Very carefully monitored work
The work of laying a pipeline is carried out by specialist companies. They are subject to very strict safety rules to protect property and persons. This work is covered by approval and control procedures imposed by the authorities and by our teams.
A fully protected pipeline
Our pipelines are protected against corrosion by a special external coating and by cathodic protection (an arrangement that prevents the effects of corrosion). A coloured warning mesh is laid above the pipeline to provide a visual warning of the structure’s presence in the event of works. Protective slabs may also be put in place in certain locations, in accordance with the recommendations of hazard studies, to protect against external damage.
Burial depth greater than that recommended by current regulations
While the regulations define a minimum depth of 1 metre, regardless of the location of a pipeline, for the last 15 years or so, we have always looked to bury new pipelines to a minimum of 1.20 metres.
Ongoing monitoring of our pipelines
Each pipeline that is in service is covered by a dedicated programme including in particular:
remote monitoring 24/7;
aerial survey of the pipelines at least 10 times a year;
survey of the route on foot or by vehicle every two years;
pipeline inspection every 10 years.
Safety measures that adapt to development of the area
Every five years, we update the hazard assessment for the whole of our network. We also identify areas subject to regulatory improvements (laying of protective slabs, enhanced marking etc.).
Safety: a priority for everyone
In accordance with regulations, we establish our Safety and Intervention Plan and communicate it to the public authorities. It defines:
safety and control measures;
organisation of the emergency response in the event of an accident.
A pipeline project is organised to take other uses of the land into account as much as possible. We therefore make sure those who own and work on the affected plots are closely involved.

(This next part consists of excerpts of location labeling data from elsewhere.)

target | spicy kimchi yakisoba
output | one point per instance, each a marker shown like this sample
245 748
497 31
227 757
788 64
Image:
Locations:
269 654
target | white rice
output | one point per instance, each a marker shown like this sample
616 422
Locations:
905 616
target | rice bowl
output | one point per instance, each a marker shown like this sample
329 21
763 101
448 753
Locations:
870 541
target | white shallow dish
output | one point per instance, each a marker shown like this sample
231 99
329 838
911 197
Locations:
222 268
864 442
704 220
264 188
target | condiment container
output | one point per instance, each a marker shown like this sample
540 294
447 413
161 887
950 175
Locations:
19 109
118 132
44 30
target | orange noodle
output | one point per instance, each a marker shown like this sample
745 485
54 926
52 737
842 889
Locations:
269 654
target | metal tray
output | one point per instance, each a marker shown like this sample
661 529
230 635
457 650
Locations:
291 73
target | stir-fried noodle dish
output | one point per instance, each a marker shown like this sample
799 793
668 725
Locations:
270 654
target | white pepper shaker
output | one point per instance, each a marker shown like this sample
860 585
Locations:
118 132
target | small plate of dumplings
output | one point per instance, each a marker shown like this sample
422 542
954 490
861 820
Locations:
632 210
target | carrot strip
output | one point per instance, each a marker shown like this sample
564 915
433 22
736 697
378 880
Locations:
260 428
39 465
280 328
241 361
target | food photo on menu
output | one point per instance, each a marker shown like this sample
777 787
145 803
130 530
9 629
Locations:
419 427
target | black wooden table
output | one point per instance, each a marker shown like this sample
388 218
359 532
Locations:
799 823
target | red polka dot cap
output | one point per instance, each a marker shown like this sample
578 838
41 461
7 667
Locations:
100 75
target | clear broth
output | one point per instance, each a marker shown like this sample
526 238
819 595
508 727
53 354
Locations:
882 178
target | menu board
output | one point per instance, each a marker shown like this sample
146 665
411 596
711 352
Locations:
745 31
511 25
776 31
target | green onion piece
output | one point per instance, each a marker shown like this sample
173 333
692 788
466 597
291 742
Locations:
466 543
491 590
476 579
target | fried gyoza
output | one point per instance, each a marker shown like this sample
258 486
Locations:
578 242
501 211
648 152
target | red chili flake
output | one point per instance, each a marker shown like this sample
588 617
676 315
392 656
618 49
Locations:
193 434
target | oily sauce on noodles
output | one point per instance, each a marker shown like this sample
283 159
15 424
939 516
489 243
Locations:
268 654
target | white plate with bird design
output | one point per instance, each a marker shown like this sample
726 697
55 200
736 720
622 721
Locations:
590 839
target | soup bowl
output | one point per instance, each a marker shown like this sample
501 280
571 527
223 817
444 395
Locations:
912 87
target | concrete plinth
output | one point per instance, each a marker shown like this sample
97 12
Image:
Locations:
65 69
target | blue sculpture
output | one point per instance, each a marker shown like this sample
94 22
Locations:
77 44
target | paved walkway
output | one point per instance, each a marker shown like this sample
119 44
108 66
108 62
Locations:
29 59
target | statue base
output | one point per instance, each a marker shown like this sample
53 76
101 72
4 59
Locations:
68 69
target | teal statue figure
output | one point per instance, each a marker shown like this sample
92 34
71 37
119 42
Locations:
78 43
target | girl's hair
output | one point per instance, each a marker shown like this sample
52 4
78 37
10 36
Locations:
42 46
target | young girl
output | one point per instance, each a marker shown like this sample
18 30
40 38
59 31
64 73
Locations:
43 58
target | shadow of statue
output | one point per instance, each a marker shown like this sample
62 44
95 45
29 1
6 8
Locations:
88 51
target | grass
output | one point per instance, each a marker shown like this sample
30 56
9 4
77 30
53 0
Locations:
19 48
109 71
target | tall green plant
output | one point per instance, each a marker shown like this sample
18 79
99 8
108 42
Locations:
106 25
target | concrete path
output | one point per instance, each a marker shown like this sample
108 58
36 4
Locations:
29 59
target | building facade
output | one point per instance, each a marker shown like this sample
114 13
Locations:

A condition of premises report is drawn up before and after the work with each party, with a view to signing an amicable easement agreement.
Once construction is over, unless particularly requested by the landowner, we restore the plots to their original state. The only visible vestiges of the work will be a few markers to indicate the buried pipeline.
The land can then be farmed once more, but the planting of tall trees (> 2.70 m) and the construction of buildings remain prohibited during while the routing and operating easements remain in force.